Located north of the I-696 corridor, west of Telegraph Road in Southfield, Michigan stands a charming Korean plaza. New Seoul Plaza is home to DAEBAK Korean Barbeque and Myomee Coffee & Dessert Café. The success of these restaurants has created over 75 new local jobs as well as a steady demand for a high-end grocery marketplace that specializes in international Asian foods and goods. In response, the owners of the plaza are expanding their existing business plan by establishing a new Asian-inspired marketplace to accommodate consumer demands. The development of this new establishment, called the New Seoul Market, is currently underway, with an estimated opening slated for the fall of 2022.
The city of Southfield has identified the underdeveloped Northwestern Service Drive as a high-impact corridor that provides a unique opportunity to connect a high-density commercial retail area along Telegraph Road to the City’s municipal core. The new market, which is being developed at 27522 Northwestern Highway, is directly east of New Seoul Plaza, and is currently occupied by a vacant commercial building that was deemed “functionally obsolete” by a Michigan Master Assessing Officer in March 2021. Prior to its development, the land was used for agricultural purposes between 1937 and 1963. From 1963 to 1974, the property was likely used to stockpile soils that were associated with construction of the Interstate 696 corridor, as well as other regional redevelopment activities. In 1986, the property was developed as a restaurant, most recently occupied by Copper Canyon Brewery, which went out of business in 2014 and has been vacant since.
PM Environmental performed a Phase I Environmental Site Assessment (ESA), which is the introductory phase of investigating if there is a potential for environmental risk or contamination on a property that would affect its value and whether additional investigation and testing is needed. The purpose is to gather sufficient information to develop an independent professional opinion about the environmental condition of the property and to identify actual or potential environmental contamination. The Phase I ESA revealed no evidence of recognized environmental conditions connected with the property, and therefore no further investigation was recommended. PM also completed a Pre-Renovation Asbestos Containing Materials (ACM) Survey which identified no ACM present within the building.

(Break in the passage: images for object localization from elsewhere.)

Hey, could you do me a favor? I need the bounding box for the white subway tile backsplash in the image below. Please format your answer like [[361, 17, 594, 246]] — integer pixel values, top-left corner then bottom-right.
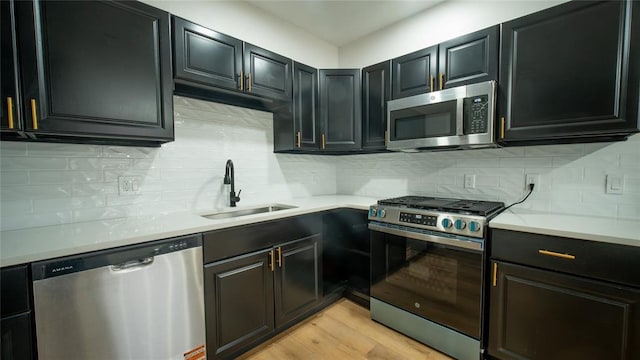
[[1, 98, 639, 231]]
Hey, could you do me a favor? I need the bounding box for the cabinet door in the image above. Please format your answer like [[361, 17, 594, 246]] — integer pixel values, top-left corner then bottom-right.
[[392, 45, 438, 99], [319, 69, 362, 151], [499, 1, 637, 144], [488, 261, 640, 360], [205, 249, 274, 359], [244, 43, 292, 101], [1, 0, 22, 133], [362, 61, 391, 149], [437, 25, 498, 89], [172, 17, 243, 92], [1, 313, 34, 360], [274, 235, 322, 328], [16, 0, 173, 143], [293, 62, 319, 150]]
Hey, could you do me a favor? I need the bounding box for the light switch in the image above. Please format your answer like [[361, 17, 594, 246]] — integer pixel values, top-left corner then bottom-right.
[[605, 174, 624, 194]]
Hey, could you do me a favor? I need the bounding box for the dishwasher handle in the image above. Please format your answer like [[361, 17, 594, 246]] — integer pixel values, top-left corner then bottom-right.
[[111, 256, 154, 271]]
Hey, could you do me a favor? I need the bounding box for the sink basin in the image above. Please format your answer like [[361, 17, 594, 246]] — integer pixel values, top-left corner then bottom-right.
[[201, 204, 297, 220]]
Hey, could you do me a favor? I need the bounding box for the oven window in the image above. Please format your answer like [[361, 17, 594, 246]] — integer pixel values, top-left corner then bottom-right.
[[371, 231, 483, 339], [390, 100, 457, 140]]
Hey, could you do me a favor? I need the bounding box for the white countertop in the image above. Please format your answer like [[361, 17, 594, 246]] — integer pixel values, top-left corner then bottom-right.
[[489, 208, 640, 247], [0, 196, 377, 267]]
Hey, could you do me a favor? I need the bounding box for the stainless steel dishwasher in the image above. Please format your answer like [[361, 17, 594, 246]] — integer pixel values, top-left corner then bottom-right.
[[32, 234, 206, 360]]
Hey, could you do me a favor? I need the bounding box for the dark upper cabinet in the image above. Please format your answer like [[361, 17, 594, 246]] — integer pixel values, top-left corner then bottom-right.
[[244, 44, 292, 102], [362, 61, 391, 149], [392, 45, 438, 99], [391, 26, 498, 100], [498, 0, 640, 145], [1, 0, 23, 135], [292, 62, 319, 150], [172, 17, 293, 103], [319, 69, 362, 151], [13, 0, 174, 145], [438, 25, 499, 89], [173, 16, 243, 93]]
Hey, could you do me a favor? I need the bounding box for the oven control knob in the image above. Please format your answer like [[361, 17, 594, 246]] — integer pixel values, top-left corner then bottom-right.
[[469, 221, 481, 232], [441, 218, 453, 229], [377, 209, 386, 218], [454, 219, 467, 230], [369, 207, 377, 218]]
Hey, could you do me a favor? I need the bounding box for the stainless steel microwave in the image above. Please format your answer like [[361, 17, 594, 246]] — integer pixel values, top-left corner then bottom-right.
[[387, 80, 497, 151]]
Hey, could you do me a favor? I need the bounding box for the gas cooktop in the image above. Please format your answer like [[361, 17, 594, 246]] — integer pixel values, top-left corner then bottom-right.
[[378, 196, 504, 217]]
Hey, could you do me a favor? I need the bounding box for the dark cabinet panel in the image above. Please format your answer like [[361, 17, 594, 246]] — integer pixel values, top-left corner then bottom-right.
[[1, 265, 30, 317], [488, 261, 640, 360], [319, 69, 362, 150], [438, 25, 498, 89], [499, 0, 639, 144], [1, 0, 22, 134], [1, 313, 34, 360], [274, 235, 321, 327], [293, 62, 319, 150], [14, 0, 173, 144], [392, 45, 438, 99], [205, 249, 275, 359], [173, 17, 242, 92], [1, 265, 34, 360], [362, 61, 391, 149], [244, 44, 292, 102]]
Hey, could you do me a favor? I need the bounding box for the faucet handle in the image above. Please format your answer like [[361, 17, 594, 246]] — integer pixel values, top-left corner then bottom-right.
[[234, 189, 241, 203]]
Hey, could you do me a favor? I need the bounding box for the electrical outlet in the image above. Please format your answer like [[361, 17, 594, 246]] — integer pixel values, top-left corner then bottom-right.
[[118, 176, 141, 195], [605, 174, 624, 194], [464, 174, 476, 189], [525, 174, 539, 189]]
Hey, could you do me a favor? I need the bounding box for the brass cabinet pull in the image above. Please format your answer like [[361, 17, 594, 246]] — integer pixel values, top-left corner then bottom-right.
[[277, 247, 282, 268], [296, 131, 301, 148], [269, 250, 275, 272], [538, 249, 575, 260], [439, 73, 444, 90], [321, 133, 326, 150], [30, 99, 38, 130], [492, 262, 498, 287], [500, 117, 505, 139], [384, 130, 388, 146], [239, 71, 244, 91], [6, 97, 15, 129], [430, 75, 434, 92], [247, 73, 252, 92]]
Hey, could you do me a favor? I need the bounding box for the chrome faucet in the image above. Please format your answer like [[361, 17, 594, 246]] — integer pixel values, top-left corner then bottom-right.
[[223, 159, 241, 207]]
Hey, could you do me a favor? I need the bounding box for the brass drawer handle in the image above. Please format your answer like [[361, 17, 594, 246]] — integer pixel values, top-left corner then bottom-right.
[[247, 73, 252, 92], [500, 117, 505, 139], [321, 133, 326, 150], [296, 131, 301, 148], [492, 262, 497, 287], [269, 250, 275, 272], [538, 249, 575, 260], [239, 71, 244, 91], [7, 97, 15, 129], [430, 75, 434, 92], [277, 247, 282, 267], [439, 73, 444, 90], [31, 99, 38, 130]]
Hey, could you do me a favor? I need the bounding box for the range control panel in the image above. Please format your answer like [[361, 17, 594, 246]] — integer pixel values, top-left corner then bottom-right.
[[368, 205, 487, 238]]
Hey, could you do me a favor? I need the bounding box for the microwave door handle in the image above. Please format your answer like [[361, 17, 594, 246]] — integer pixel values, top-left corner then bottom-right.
[[456, 98, 464, 136]]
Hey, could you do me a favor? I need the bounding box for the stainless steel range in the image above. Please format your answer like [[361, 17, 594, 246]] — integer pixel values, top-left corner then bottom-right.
[[368, 196, 504, 360]]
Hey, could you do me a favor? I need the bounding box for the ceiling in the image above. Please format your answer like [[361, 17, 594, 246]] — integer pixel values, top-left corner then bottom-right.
[[244, 0, 447, 47]]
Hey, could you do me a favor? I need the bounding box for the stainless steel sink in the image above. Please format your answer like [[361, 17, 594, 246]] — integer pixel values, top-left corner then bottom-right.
[[200, 204, 297, 220]]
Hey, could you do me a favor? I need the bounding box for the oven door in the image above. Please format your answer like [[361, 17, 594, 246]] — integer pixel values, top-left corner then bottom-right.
[[370, 223, 484, 339]]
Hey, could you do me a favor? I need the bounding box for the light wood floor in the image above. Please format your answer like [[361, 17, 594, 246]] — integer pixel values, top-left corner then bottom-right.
[[237, 298, 453, 360]]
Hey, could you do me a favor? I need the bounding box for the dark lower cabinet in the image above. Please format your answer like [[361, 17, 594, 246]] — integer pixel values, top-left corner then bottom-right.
[[13, 0, 174, 145], [362, 61, 391, 150], [319, 69, 362, 151], [205, 249, 274, 359], [203, 215, 323, 359], [1, 265, 34, 360], [488, 261, 640, 360], [498, 0, 639, 145]]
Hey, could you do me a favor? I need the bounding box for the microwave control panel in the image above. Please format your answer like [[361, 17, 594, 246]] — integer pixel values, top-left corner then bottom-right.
[[464, 95, 489, 134]]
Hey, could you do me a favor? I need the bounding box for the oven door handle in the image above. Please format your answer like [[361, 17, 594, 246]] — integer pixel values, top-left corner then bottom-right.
[[369, 223, 483, 251]]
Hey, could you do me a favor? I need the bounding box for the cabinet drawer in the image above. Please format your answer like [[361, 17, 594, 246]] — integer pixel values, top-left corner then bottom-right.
[[203, 214, 321, 264], [491, 229, 640, 288], [1, 265, 30, 317], [1, 312, 34, 360]]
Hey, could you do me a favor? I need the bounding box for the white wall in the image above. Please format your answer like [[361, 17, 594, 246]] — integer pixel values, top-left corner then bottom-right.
[[0, 98, 336, 231], [336, 135, 640, 220], [338, 0, 569, 68], [140, 0, 339, 68]]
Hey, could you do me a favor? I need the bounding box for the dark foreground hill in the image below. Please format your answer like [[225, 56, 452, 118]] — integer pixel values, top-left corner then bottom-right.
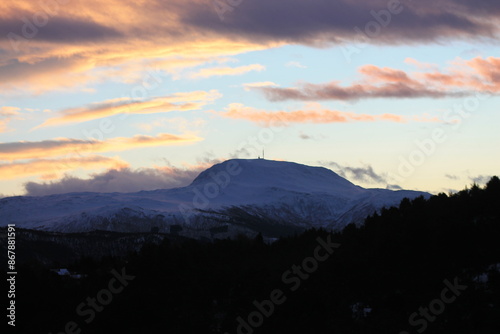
[[7, 177, 500, 334]]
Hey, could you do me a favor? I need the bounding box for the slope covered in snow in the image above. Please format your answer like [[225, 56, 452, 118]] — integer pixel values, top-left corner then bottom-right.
[[0, 159, 430, 237]]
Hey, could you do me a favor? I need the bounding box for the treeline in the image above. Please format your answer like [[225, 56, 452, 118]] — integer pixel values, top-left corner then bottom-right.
[[13, 177, 500, 333]]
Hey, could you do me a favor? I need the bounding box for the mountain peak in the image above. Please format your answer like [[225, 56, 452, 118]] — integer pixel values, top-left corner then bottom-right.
[[190, 159, 362, 195]]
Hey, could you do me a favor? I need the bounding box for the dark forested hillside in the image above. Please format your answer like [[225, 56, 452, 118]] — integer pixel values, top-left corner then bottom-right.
[[8, 177, 500, 334]]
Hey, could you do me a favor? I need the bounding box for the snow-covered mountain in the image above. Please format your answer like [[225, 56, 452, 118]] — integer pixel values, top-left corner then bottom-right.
[[0, 159, 430, 238]]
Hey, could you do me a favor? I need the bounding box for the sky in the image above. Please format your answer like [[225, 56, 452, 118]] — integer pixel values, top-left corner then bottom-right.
[[1, 0, 499, 197]]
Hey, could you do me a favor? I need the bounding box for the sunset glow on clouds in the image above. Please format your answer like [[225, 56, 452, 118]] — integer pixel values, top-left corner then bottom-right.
[[37, 90, 222, 127], [0, 155, 129, 181], [0, 107, 21, 133], [217, 103, 441, 126], [256, 58, 500, 102], [0, 133, 203, 161], [0, 0, 499, 196]]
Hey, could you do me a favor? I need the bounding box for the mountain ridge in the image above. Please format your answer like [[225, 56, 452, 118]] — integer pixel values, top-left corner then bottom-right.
[[0, 159, 430, 237]]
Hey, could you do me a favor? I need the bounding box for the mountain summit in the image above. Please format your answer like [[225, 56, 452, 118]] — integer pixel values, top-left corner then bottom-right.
[[0, 159, 429, 238], [191, 159, 363, 195]]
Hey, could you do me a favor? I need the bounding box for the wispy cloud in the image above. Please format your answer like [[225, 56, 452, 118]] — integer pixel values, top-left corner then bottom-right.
[[0, 155, 129, 180], [320, 161, 388, 184], [322, 161, 404, 191], [189, 64, 265, 79], [0, 107, 21, 132], [216, 103, 441, 126], [256, 57, 500, 102], [0, 133, 203, 161], [404, 58, 439, 71], [386, 184, 403, 190], [286, 61, 307, 68], [242, 81, 279, 91], [299, 132, 312, 140], [36, 90, 221, 127]]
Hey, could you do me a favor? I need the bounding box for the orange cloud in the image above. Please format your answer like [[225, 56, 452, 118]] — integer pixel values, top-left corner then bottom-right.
[[0, 0, 275, 94], [0, 133, 203, 161], [190, 64, 265, 79], [37, 90, 221, 127], [404, 57, 440, 71], [465, 57, 500, 92], [1, 0, 498, 94], [258, 57, 500, 102], [0, 106, 21, 132], [242, 81, 279, 91], [359, 65, 414, 84], [0, 155, 129, 180], [359, 57, 500, 94], [0, 43, 271, 93], [216, 103, 440, 126]]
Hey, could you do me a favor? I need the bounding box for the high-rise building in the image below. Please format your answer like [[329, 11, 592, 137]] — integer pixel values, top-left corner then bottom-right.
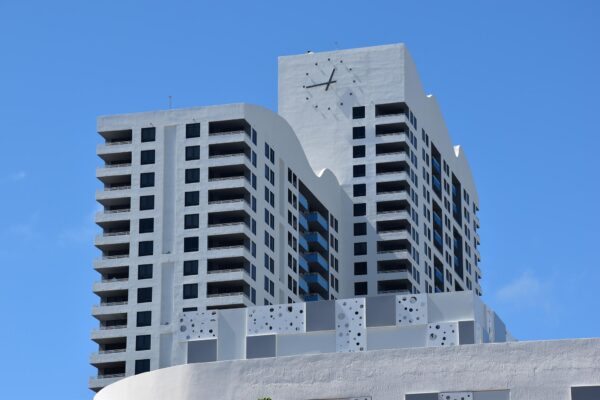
[[91, 104, 352, 391], [279, 43, 481, 297], [91, 44, 480, 391]]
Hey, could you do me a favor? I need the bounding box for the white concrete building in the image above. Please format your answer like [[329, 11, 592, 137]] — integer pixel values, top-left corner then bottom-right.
[[91, 44, 600, 399], [92, 104, 352, 391], [279, 43, 481, 297]]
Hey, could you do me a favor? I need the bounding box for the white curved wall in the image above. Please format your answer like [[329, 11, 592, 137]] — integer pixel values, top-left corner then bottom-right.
[[95, 338, 600, 400]]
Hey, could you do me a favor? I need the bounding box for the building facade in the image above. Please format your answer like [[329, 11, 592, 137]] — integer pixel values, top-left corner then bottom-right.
[[92, 104, 352, 391], [279, 44, 482, 297], [92, 44, 486, 392]]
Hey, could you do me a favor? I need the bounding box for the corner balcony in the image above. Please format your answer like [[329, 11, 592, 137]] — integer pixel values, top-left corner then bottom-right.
[[298, 214, 309, 231], [303, 252, 329, 274], [208, 141, 251, 167], [303, 231, 328, 252], [377, 279, 412, 295], [298, 235, 309, 252], [298, 194, 309, 211], [302, 273, 329, 296], [208, 164, 251, 190], [304, 211, 328, 233], [298, 255, 309, 274], [206, 281, 252, 310]]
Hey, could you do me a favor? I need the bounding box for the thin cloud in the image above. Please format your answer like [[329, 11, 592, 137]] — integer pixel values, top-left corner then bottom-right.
[[495, 270, 557, 314], [6, 170, 27, 182]]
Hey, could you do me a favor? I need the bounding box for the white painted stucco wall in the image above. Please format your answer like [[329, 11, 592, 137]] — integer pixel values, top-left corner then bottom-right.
[[95, 338, 600, 400]]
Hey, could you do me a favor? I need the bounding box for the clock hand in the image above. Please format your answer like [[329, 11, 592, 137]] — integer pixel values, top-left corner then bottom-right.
[[305, 80, 337, 89], [325, 68, 336, 91]]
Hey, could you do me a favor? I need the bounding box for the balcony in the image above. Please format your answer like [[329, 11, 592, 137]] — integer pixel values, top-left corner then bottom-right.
[[377, 279, 412, 295], [375, 141, 409, 156], [376, 180, 410, 195], [375, 122, 408, 137], [305, 211, 328, 232], [303, 231, 328, 252], [298, 235, 309, 252], [376, 199, 410, 214], [375, 102, 409, 117], [432, 157, 441, 173], [97, 129, 133, 155], [304, 293, 325, 302], [207, 233, 250, 254], [209, 141, 251, 160], [298, 278, 309, 294], [376, 219, 411, 234], [208, 118, 251, 137], [298, 255, 309, 273], [207, 256, 251, 274], [377, 259, 412, 274], [302, 273, 329, 294], [376, 160, 409, 176], [377, 239, 410, 254], [303, 252, 328, 273], [298, 194, 309, 210], [298, 214, 308, 231]]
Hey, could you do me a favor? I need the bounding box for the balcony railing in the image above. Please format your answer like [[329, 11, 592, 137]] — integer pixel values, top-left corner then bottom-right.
[[104, 208, 131, 214], [101, 231, 130, 237], [93, 373, 125, 380], [207, 291, 248, 298], [103, 163, 132, 168], [209, 129, 247, 137], [97, 349, 126, 355], [98, 324, 127, 330], [302, 273, 329, 292], [101, 254, 129, 260], [105, 140, 132, 146], [98, 301, 128, 307], [104, 185, 131, 191]]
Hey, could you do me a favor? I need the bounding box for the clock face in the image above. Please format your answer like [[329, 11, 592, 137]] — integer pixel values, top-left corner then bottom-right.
[[302, 57, 357, 112]]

With a capital investment estimated at $3.6 million, the New Seoul Market project includes the rehabilitation of a vacant 9,440 square foot former brewery, the addition of 5,025 square feet of floor space, several facility upgrades, parking lot upgrades, outdoor seating space, and landscaping. To assist with the cost of converting a functionally obsolete building into a productive use, the City approved a Brownfield Plan that will support the developer by reimbursing brownfield eligible costs in the amount of $509,029, utilizing tax increment financing over the next 20 years. The development will create an estimated 100 temporary construction jobs and 51 full-time equivalent jobs. Once completed, the project will turn a brownfield back to a productive use, foster economic growth along one of the City’s targeted areas, and increase city tax revenues.